The Manitoba 2012 budget highlights state that projects like Bipole III (transmission line), and Keeyask and Conawapa (planned generating stations) “will grow our power exports, create jobs and keep rates affordable for Manitoba families.”
As noted in the Brandon Sun on April 4, Hydro applied to raise rates 3.5 per cent this year (although a lower rate was approved). As 3.5 per cent is well above the level of overall inflation, this may not have been everyone’s idea of keeping “rates affordable for Manitoba families.”
Because of the recent advent of shale gas technology, the North American energy market has been turned inside out. Thus Hydro is faced with the dilemma that every kilowatt of power they export is sold at a loss. It could be many years, like 10 or 20, before this changes in any significant way.
There is nothing Hydro can do about the shale gas challenge, but there is plenty they could do about re-examining their grandiose development plans, namely the building of Bipole III, Keeyask and Conawapa for $20 billion, which may do little more than create more capacity to export more surplus power at a subsidized price.
A giant power export scheme, losing money year after year, would be most unlikely to contribute to keeping “rates affordable for Manitoba families.”
The above-mentioned infrastructure would almost triple Hydro’s debt, which again will have the opposite effect of keeping “rates affordable for Manitoba families.”

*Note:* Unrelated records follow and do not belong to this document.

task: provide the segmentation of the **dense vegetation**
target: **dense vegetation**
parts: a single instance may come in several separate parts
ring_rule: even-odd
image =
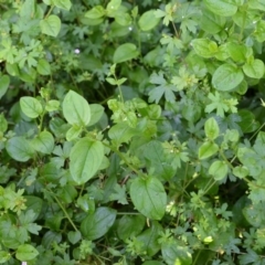
[[[265,264],[263,0],[0,0],[0,263]]]

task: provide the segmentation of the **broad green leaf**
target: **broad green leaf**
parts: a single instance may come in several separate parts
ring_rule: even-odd
[[[0,251],[0,263],[6,263],[11,258],[11,254],[6,251]]]
[[[139,52],[135,44],[125,43],[119,45],[114,52],[114,63],[123,63],[132,60],[139,55]]]
[[[152,220],[162,219],[167,193],[158,179],[152,177],[135,179],[130,186],[130,198],[135,208],[145,216]]]
[[[51,74],[51,66],[50,66],[50,64],[46,60],[41,59],[38,62],[36,71],[41,75],[50,75]]]
[[[30,96],[20,98],[20,107],[29,118],[38,118],[43,112],[41,103],[36,98]]]
[[[21,136],[10,138],[7,141],[6,149],[11,158],[20,162],[28,161],[34,155],[30,142]]]
[[[209,118],[204,125],[205,135],[209,139],[214,140],[219,137],[218,121],[212,117]]]
[[[88,138],[78,140],[70,153],[70,171],[78,184],[87,182],[99,169],[104,158],[104,146],[100,141]]]
[[[200,26],[205,32],[215,34],[223,30],[225,22],[225,18],[220,17],[208,9],[202,10]]]
[[[80,231],[70,231],[70,232],[67,233],[67,237],[68,237],[68,241],[74,245],[74,244],[76,244],[78,241],[81,241],[82,235],[81,235],[81,232],[80,232]]]
[[[93,126],[102,118],[104,114],[104,107],[99,104],[91,104],[89,107],[91,107],[91,120],[88,123],[88,126]]]
[[[10,78],[8,75],[2,75],[0,77],[0,99],[7,93],[9,83],[10,83]]]
[[[39,255],[36,248],[29,244],[23,244],[18,247],[15,251],[15,257],[21,262],[28,262],[33,259]]]
[[[241,68],[232,64],[222,64],[218,67],[212,77],[212,85],[218,91],[232,91],[244,78]]]
[[[85,17],[92,20],[100,19],[106,13],[105,9],[102,6],[96,6],[93,9],[88,10],[85,13]]]
[[[86,126],[91,121],[91,108],[87,100],[74,91],[70,91],[64,97],[63,114],[71,125]]]
[[[236,13],[237,6],[233,0],[203,0],[205,7],[221,17],[231,17]]]
[[[110,208],[98,208],[81,223],[81,232],[87,240],[97,240],[105,235],[116,220],[116,211]]]
[[[42,131],[32,141],[32,147],[42,153],[51,153],[54,148],[54,139],[51,132]]]
[[[194,39],[191,44],[195,53],[205,59],[213,57],[219,52],[218,44],[209,39]]]
[[[117,227],[119,239],[126,241],[138,235],[144,230],[145,223],[146,219],[142,215],[123,215]]]
[[[244,166],[237,166],[233,168],[233,174],[240,179],[245,178],[248,174],[248,169]]]
[[[138,21],[141,31],[150,31],[159,23],[160,19],[156,18],[153,12],[155,10],[148,10],[141,14]]]
[[[255,59],[250,63],[243,65],[245,75],[252,78],[262,78],[265,72],[264,63],[262,60]]]
[[[205,159],[214,153],[216,153],[219,150],[219,146],[214,142],[206,141],[202,144],[202,146],[199,148],[199,159]]]
[[[43,34],[57,36],[61,30],[61,20],[57,15],[51,14],[40,22],[41,31]]]
[[[166,242],[161,247],[163,261],[168,265],[191,265],[192,256],[188,247],[178,245],[177,242]]]
[[[53,0],[53,4],[67,11],[71,9],[72,6],[70,0]]]
[[[225,161],[216,160],[209,168],[209,173],[213,176],[215,180],[223,180],[229,173],[229,167]]]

With Canadian household debt, and debt at various levels of government at alarming levels (as mentioned again this week by the Bank of Canada’s Mark Carney) there is every reason to fear that Hydro’s plan will simply add another layer of economy-stifling debt to be passed on to us, the Manitoba taxpayer, our children and grandchildren. The problem is that it’s not their money that they are gambling with.